ChatTTS can be integrated with language models (LLMs) to generate text based on user questions. Here's an example using the DeepSeek API:

from ChatTTS.experimental.llm import llm_api

API_KEY = ''
client = llm_api(api_key=API_KEY,
        base_url="https://api.deepseek.com",
        model="deepseek-chat")
user_question = 'What are the best restaurants in Singapore?'
text = client.call(user_question, prompt_version = 'deepseek')
print(text)
text = client.call(text, prompt_version = 'deepseek_TN')
print(text)

You can then generate audio using the generated text:

params_infer_code = {'spk_emb' : rand_spk, 'temperature':.3}

wav = chat.infer(text, params_infer_code=params_infer_code)

Using the ChatTTS Web UI

ChatTTS also provides a web-based user interface for generating audio. You can launch the web UI using the webui.py script:

python webui.py --server_name 0.0.0.0 --server_port 8080 --local_path /path/to/local/models

The web UI allows you to input text, adjust parameters, and generate audio interactively.

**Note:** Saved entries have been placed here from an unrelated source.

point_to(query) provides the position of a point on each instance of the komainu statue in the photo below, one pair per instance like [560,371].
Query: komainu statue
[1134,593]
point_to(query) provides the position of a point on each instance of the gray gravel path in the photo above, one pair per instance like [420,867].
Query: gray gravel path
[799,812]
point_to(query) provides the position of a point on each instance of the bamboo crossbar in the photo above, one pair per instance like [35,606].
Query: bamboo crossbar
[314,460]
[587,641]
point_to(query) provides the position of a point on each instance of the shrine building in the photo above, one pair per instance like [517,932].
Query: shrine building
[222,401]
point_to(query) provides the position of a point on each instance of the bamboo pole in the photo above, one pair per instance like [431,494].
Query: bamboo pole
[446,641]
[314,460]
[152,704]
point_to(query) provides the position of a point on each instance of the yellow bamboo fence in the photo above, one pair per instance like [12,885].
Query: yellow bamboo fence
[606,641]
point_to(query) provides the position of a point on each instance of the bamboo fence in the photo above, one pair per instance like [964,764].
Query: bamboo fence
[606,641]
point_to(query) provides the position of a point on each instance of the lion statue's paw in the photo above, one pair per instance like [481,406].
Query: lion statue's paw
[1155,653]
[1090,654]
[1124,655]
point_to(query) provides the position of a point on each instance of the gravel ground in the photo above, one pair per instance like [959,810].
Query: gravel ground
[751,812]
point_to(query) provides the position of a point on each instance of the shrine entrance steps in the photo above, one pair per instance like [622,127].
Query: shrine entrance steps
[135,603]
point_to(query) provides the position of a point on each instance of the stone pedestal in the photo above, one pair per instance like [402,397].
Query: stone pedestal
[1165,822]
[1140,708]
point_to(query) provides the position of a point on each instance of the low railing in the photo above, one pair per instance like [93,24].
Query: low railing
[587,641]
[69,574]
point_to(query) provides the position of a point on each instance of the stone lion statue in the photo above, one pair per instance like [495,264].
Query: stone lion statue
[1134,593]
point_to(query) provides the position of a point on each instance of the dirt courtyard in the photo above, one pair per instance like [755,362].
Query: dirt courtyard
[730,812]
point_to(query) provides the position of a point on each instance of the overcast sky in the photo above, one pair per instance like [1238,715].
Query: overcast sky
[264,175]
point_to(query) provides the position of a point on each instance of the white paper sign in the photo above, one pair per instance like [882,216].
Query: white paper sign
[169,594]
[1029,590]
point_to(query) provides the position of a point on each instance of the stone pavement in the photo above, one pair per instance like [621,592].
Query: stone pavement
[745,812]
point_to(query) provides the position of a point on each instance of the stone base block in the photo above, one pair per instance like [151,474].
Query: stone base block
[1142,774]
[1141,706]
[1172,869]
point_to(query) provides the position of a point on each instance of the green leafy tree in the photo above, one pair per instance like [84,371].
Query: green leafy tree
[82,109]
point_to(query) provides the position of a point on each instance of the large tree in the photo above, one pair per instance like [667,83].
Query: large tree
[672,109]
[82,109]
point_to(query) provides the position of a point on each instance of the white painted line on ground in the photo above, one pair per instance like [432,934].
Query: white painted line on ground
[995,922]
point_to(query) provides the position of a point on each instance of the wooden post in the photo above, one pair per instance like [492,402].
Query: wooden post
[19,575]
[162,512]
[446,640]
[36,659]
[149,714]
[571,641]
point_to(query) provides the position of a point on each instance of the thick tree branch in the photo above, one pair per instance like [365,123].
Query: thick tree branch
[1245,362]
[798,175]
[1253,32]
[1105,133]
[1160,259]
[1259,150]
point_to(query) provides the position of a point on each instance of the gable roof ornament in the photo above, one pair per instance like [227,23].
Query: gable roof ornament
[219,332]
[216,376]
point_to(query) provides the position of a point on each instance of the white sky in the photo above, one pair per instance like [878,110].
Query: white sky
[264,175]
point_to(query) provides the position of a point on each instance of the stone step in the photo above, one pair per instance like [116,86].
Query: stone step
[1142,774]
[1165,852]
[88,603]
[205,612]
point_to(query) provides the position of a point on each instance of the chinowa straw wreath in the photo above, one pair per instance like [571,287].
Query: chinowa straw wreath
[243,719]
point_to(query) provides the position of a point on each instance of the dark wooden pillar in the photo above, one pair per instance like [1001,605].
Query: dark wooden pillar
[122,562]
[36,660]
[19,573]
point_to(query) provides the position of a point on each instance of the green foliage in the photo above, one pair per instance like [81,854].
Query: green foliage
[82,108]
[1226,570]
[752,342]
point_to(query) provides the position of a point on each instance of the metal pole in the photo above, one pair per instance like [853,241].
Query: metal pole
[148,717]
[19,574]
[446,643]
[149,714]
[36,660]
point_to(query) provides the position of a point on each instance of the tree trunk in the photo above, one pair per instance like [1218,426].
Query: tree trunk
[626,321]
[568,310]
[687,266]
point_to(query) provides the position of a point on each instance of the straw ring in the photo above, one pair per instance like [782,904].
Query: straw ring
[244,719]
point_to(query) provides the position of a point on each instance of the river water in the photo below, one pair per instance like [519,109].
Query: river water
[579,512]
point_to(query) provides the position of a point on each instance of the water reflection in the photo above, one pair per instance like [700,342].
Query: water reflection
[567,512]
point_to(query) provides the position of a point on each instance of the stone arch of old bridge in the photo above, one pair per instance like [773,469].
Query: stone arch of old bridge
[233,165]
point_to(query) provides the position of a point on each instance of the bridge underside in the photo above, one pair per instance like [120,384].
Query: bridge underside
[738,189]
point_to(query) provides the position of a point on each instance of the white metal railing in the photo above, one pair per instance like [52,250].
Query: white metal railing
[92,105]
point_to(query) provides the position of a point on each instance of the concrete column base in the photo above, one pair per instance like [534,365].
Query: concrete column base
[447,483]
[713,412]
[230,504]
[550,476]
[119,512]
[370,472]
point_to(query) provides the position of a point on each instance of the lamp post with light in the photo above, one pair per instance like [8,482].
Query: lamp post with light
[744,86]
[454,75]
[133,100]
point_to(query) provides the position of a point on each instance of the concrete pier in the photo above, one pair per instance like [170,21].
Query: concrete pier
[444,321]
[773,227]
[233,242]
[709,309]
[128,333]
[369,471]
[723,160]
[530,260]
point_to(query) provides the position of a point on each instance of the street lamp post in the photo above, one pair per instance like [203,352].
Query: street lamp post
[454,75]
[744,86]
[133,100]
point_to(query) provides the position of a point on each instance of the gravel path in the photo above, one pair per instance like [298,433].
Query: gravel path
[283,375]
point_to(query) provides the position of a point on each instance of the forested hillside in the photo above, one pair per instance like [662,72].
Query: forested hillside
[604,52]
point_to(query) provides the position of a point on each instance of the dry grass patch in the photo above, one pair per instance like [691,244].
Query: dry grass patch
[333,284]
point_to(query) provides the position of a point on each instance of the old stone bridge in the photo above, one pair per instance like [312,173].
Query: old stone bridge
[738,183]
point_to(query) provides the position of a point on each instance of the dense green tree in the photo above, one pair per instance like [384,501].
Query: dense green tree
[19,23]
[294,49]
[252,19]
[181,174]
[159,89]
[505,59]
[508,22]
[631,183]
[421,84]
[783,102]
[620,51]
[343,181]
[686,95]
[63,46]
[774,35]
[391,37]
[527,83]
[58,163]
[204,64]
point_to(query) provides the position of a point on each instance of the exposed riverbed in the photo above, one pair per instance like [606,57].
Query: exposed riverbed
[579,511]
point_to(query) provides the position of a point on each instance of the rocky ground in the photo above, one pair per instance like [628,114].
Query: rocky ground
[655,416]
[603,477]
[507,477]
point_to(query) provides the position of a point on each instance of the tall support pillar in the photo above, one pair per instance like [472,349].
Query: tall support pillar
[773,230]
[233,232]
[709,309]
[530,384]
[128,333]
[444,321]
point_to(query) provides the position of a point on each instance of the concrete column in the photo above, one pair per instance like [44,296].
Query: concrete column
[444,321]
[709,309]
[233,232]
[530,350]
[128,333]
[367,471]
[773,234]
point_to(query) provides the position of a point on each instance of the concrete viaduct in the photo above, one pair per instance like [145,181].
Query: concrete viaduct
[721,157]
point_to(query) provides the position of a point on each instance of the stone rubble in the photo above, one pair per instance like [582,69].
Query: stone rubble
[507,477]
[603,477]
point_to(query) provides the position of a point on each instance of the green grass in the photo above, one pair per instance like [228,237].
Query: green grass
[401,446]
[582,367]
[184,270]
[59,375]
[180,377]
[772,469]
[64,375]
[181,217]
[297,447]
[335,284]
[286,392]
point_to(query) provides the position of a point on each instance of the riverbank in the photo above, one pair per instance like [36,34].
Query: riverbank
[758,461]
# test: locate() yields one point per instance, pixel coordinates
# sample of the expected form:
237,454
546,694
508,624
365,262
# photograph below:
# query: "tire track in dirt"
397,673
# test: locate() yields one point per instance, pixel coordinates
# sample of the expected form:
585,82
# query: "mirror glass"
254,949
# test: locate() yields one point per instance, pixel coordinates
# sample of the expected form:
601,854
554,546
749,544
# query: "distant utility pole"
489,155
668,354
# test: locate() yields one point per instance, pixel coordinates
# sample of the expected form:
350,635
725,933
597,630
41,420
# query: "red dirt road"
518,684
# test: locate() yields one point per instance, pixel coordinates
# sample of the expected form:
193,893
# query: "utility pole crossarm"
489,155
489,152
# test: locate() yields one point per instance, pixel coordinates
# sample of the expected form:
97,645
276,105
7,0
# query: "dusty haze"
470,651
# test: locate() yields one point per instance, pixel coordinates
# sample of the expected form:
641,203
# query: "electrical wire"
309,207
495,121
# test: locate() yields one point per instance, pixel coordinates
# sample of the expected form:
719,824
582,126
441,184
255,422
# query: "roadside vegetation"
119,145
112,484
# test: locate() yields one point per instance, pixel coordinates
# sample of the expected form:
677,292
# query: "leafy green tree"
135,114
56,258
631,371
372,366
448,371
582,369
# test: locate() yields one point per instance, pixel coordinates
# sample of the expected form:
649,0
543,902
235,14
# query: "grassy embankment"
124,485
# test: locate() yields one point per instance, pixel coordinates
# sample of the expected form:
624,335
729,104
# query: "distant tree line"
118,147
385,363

That's it! You now have a comprehensive guide on how to use ChatTTS in Python. With these examples and steps, you can integrate ChatTTS into your projects and generate high-quality speech from text input. Feel free to explore more advanced features and experiment with different parameters to customize the generated audio to your needs.

Conclusion

ChatTTS is a groundbreaking text-to-speech model that brings a new level of realism to conversational AI. With its ability to handle multiple languages, fine-grained control over prosodic features, and support for multiple speakers, it stands out as a powerful tool for developers and researchers alike. By following the installation and usage guidelines provided, you can start leveraging ChatTTS for your own projects and contribute to the ongoing development of this exciting technology.